When the people handling all of Biden’s calls and nap-times are angry about the way you conduct your elections, you know you’re doing something right.
Georgia’s controversial (for some reason) election laws have come under fire for the umpteenth time since being passed in the early spring. These laws, among providing various other provisions like extending early voting, mandate voter ID. Something that is not thought of when buying beer or boarding a plane, but somehow becomes racially tinged when applied to selecting governance over moldering cities and nations alike. Joe Biden has even gone as far as to liken Georgia’s voting laws to Jim Crow – he would know, being the current figurehead of the party that fought so hard on behalf of Crow.
Not to mention, by Biden’s own admission he’s been a Senator for 120 years! He must really know his history then.
What’s even less convincing about the fake outrage geared toward the basic (extremely, bare-bones basic) election security measure of proving who you are, is all the cheerleading being heaped upon the “Department of Justice” for their lawsuit.
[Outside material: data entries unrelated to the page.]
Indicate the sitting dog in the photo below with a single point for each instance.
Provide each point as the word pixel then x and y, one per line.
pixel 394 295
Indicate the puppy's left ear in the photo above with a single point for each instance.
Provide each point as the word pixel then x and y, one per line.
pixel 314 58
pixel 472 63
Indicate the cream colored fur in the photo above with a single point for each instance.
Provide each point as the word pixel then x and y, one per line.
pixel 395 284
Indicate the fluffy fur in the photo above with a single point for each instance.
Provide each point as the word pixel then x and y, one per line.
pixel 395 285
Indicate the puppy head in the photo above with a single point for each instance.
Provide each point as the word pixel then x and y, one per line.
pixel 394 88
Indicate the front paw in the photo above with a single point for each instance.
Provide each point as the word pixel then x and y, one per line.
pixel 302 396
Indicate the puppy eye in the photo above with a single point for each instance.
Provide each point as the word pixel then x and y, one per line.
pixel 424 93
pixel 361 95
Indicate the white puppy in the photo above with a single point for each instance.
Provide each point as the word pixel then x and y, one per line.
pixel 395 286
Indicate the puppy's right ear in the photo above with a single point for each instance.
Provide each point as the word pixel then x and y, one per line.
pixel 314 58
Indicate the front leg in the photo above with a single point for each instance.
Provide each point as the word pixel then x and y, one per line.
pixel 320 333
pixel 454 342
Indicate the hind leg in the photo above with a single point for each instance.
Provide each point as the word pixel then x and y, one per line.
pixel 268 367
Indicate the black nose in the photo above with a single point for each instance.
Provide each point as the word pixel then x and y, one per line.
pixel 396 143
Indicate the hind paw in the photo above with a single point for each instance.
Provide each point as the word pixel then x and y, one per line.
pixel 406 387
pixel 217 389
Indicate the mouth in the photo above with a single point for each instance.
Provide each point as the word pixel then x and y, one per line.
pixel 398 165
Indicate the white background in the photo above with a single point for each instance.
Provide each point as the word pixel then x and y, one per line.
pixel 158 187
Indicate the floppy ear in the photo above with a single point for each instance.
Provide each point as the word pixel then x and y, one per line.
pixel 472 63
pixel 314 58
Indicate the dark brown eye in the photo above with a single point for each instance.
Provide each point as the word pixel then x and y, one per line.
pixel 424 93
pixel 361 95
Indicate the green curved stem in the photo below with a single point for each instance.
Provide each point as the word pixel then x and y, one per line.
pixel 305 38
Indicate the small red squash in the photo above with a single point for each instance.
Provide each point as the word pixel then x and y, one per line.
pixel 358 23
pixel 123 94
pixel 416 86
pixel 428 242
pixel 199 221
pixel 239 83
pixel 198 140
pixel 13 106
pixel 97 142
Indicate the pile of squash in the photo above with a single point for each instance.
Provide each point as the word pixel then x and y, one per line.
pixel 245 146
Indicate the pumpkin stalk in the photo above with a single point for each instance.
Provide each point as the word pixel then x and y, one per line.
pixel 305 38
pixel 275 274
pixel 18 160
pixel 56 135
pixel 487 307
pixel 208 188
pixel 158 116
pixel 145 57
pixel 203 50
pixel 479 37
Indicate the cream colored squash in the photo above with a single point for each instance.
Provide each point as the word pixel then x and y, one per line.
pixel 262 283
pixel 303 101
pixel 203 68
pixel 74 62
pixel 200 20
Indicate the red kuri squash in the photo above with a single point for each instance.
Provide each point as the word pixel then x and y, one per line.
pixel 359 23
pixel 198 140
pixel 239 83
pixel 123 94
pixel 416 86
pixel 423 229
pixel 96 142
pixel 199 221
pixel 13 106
Less than a year ago, former Attorney General Bill Barr and the entire DOJ were lambasted for being a corrupted, puppet department working on the behest of Trump and, by extension in the minds of cable news views, Russia. Odd how ruthless despots were so easily removed and how the department’s reputations so quickly inverted.
But what’s particularly tone-deaf about this constant and sustained attack on actual election security (nothing at all like mail-in-ballots), is the public’s opinion on voter ID. According to even the most cherry-picked polls and reports no less than 3 in 4 voters think positively of the concept that people voting in a certain name should have to prove that it is, in fact, theirs. Is the “will of the people” not something to consider in government? Is 75% not an overwhelming majority that transcends demographics? Perhaps it’s that Jim Crow era thinking of Biden and those like him to argue that walking into an SOS office is beyond the capabilities of minorities.